Wrócił do stolika i podniósł słuchawkę aparatu telefonicznego:
- Cześć Młody, daj mi mamę i nie, nie możesz wziąć samochodu... - powiedział gdy w końcu uzyskał połączenie
Rozmawiali długo i o niczym - Kurt po prostu chciał słyszeć ten głos, nawet zniekształcony i trzeszczący w telefonicznej słuchawce. Znów podświadomie przeslizglęli się po swoich lękach po tym wszystkim co jeszcze przed wyjazdem zepchnęli głęboko do podświadomosci. Niby lekka rozmowa o szpitalu dostarczyła jednak Heldze informacji o tym, że z jakiegoś powodu znalazł się w szpitalu i muzyk musiał szybko pokryć to foux pas informacją o wpadnięciu pod auto (ale oczywiście nic się nie stało). Nagle w ich rozmowę włączył się jakiś męski głos:
- Proszę zwolnić linię! Gada już pan półtorej godziny!!!

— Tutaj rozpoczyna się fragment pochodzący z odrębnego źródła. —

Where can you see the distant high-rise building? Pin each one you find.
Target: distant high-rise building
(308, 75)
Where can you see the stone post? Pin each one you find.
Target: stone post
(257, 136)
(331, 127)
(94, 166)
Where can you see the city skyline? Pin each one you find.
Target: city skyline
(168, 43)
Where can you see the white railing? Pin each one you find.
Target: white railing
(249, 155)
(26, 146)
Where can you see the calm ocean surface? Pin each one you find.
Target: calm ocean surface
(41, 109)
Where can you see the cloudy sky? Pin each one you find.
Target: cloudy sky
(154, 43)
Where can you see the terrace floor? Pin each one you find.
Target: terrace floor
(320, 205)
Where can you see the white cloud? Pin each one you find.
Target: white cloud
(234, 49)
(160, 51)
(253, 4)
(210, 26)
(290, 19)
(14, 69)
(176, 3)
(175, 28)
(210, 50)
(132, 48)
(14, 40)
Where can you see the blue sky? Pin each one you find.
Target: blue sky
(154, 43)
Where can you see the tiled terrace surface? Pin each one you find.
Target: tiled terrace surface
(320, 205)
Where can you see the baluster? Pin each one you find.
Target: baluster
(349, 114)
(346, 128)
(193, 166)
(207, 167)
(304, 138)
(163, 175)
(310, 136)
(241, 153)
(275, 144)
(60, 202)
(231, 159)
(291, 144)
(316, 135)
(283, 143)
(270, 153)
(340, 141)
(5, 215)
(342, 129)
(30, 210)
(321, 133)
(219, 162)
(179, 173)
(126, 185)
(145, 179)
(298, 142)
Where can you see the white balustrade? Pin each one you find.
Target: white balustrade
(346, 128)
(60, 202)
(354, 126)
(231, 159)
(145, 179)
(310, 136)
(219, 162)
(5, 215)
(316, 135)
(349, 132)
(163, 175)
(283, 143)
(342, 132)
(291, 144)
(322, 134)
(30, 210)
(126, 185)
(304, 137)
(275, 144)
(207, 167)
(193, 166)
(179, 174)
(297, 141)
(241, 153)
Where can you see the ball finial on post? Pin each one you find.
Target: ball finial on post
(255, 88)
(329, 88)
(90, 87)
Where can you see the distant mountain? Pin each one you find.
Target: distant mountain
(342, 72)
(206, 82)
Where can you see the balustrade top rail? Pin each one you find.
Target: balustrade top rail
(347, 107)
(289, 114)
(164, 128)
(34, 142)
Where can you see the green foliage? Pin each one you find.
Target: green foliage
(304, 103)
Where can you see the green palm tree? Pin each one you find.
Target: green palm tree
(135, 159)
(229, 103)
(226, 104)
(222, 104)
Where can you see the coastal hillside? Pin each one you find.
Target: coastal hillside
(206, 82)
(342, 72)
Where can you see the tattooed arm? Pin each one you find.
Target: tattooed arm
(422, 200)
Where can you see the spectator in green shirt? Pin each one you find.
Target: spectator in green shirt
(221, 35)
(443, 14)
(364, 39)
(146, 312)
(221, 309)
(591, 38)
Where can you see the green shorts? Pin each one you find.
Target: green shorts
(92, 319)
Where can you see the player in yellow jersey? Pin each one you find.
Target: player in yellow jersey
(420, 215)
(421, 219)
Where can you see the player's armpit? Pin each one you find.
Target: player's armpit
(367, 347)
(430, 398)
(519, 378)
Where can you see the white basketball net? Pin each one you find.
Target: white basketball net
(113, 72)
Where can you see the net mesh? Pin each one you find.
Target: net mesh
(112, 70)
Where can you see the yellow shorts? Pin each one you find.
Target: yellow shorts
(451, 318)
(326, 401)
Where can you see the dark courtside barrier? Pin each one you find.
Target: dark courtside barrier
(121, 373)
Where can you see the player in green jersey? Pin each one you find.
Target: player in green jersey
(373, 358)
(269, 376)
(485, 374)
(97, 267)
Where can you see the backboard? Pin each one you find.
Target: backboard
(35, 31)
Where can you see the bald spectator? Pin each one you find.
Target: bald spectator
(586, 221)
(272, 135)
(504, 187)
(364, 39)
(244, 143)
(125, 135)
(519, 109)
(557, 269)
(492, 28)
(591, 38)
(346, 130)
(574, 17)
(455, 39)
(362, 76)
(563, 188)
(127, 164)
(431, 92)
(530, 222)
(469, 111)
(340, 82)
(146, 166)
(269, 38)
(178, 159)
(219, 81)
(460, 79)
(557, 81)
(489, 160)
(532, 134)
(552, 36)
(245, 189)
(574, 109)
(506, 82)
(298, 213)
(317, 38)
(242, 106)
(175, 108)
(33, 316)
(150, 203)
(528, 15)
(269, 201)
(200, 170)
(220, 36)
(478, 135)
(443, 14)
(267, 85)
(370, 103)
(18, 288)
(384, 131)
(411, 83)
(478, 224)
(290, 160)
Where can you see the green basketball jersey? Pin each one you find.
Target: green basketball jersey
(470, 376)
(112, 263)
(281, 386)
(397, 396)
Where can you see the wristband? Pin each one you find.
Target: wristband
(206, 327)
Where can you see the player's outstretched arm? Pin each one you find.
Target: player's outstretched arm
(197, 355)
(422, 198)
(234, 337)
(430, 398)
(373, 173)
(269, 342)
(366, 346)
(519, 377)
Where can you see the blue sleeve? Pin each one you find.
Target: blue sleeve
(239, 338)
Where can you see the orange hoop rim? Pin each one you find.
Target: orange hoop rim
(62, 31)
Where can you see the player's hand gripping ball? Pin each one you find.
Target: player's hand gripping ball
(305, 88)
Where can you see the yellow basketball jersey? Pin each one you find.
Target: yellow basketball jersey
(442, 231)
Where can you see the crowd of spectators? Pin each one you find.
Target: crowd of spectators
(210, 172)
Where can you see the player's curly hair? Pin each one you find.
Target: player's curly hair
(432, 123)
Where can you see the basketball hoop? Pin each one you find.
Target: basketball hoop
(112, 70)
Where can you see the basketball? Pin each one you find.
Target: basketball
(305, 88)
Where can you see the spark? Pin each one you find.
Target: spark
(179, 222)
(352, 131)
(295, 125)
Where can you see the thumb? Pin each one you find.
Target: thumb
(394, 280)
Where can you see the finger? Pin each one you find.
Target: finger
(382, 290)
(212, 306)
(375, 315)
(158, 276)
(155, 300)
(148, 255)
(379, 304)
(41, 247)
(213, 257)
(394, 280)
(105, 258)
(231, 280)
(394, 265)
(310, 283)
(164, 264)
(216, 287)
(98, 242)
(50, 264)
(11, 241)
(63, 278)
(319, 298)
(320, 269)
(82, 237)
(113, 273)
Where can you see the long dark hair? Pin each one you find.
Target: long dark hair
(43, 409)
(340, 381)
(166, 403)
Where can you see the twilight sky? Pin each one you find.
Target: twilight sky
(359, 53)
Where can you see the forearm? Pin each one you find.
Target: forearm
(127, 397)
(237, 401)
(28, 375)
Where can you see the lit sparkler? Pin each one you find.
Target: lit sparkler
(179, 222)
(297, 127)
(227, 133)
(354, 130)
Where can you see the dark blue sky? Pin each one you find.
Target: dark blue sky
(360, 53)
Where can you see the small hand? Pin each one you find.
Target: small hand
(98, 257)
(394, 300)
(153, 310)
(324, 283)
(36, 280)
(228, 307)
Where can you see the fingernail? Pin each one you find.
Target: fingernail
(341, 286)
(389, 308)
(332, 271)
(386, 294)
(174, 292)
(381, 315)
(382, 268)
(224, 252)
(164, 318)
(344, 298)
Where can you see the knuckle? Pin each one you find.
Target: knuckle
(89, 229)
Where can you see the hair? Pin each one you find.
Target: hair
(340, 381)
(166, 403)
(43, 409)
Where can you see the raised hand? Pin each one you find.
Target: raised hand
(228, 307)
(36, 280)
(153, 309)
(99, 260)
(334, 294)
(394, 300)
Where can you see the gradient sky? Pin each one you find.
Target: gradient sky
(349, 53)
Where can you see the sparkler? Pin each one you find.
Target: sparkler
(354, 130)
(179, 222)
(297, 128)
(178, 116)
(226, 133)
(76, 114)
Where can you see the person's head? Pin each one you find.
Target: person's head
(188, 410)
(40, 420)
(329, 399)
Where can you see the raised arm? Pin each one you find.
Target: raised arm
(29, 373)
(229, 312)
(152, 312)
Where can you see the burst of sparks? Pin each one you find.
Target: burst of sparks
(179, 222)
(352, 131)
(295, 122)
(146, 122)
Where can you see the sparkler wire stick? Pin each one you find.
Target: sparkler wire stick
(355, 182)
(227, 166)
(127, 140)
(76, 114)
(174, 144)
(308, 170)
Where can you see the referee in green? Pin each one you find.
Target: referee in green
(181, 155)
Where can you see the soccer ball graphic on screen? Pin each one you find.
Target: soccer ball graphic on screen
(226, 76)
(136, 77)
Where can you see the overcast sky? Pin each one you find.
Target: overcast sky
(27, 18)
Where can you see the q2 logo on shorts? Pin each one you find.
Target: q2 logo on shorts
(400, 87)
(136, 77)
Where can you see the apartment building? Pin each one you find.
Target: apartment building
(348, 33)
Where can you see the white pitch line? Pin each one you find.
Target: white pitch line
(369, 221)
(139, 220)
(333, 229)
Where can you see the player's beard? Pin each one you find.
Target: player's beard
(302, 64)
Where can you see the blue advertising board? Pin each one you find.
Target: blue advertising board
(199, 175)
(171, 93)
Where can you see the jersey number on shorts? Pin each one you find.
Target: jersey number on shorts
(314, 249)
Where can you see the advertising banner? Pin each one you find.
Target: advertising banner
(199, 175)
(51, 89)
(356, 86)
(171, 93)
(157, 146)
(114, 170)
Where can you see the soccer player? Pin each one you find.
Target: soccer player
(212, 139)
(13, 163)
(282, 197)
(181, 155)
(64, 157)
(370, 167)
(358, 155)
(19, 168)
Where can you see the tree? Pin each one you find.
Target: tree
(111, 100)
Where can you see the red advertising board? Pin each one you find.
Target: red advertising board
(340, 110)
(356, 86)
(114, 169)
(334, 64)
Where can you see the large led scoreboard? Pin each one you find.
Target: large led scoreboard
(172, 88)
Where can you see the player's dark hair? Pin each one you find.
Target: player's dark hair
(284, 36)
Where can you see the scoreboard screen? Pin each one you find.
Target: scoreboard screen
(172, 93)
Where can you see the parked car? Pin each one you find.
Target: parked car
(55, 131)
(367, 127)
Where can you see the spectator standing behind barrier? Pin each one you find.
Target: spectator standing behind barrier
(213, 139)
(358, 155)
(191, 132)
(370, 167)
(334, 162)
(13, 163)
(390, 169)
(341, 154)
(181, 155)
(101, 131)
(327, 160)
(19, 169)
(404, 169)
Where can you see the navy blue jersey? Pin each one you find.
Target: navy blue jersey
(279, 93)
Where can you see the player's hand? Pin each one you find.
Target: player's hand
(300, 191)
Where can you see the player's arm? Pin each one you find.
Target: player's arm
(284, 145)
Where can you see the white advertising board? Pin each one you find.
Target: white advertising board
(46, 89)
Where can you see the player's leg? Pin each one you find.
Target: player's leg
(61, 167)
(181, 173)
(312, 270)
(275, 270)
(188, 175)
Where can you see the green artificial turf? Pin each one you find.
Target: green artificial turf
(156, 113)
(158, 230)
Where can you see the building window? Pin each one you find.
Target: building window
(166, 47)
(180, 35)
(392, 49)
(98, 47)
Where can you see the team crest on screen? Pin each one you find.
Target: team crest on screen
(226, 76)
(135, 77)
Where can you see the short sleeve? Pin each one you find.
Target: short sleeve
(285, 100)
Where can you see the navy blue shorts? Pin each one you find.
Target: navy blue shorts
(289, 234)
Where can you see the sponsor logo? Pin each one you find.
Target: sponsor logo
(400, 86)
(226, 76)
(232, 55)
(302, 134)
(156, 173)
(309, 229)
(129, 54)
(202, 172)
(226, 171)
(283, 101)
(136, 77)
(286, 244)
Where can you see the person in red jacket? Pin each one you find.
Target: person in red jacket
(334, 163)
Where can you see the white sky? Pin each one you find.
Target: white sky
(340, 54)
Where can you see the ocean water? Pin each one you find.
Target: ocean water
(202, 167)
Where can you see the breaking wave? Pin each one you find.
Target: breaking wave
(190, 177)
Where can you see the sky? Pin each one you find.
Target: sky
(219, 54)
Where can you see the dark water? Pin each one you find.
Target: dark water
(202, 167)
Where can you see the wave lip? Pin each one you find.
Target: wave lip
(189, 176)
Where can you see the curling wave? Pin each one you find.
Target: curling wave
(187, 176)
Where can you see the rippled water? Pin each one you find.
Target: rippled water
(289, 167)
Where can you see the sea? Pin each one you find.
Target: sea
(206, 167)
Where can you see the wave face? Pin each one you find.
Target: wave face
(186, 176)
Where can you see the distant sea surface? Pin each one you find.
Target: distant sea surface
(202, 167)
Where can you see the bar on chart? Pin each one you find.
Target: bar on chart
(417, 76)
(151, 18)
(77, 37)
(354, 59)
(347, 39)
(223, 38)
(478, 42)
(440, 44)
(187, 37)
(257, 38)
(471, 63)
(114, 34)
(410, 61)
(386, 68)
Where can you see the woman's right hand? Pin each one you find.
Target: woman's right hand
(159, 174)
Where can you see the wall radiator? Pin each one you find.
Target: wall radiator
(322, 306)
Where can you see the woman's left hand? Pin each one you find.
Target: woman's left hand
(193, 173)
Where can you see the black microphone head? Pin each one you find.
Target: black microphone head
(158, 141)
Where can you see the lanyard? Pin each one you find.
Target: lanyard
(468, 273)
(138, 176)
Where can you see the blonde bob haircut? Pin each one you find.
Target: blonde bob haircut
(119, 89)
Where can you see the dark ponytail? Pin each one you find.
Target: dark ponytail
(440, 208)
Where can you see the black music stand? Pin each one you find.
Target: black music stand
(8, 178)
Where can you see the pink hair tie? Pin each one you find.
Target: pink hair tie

- Hallo? Bitte? What? Cosa? - Kurt przeleciał przez kilka znanych sobie jezyków totalnie zaskoczony zanim zebrał się do bardziej składnego wyjaśnienia
- Ich nicht spreche Polnisch. I don’t speak Polish. Non parla polacco. - Yyyyy - trzask w słuchawce. Przyglądając się swojej idiotycznej minie w lustrze Kurt wymamrotał pożegnanie, obiecał zadzwonić i przedyktował adres i numer telefonu do hotelu w którym mieszkał.
Był głodny. Tak, zdecydowanie był głodny. Ubrał się w jakieś luźne ciuchy i powędrował do hotelowej restauracji. Gdy czekał na windę przypomniał sobie o Erichu i wrócił do drzwi jego pokoju. Zapukał z werwą.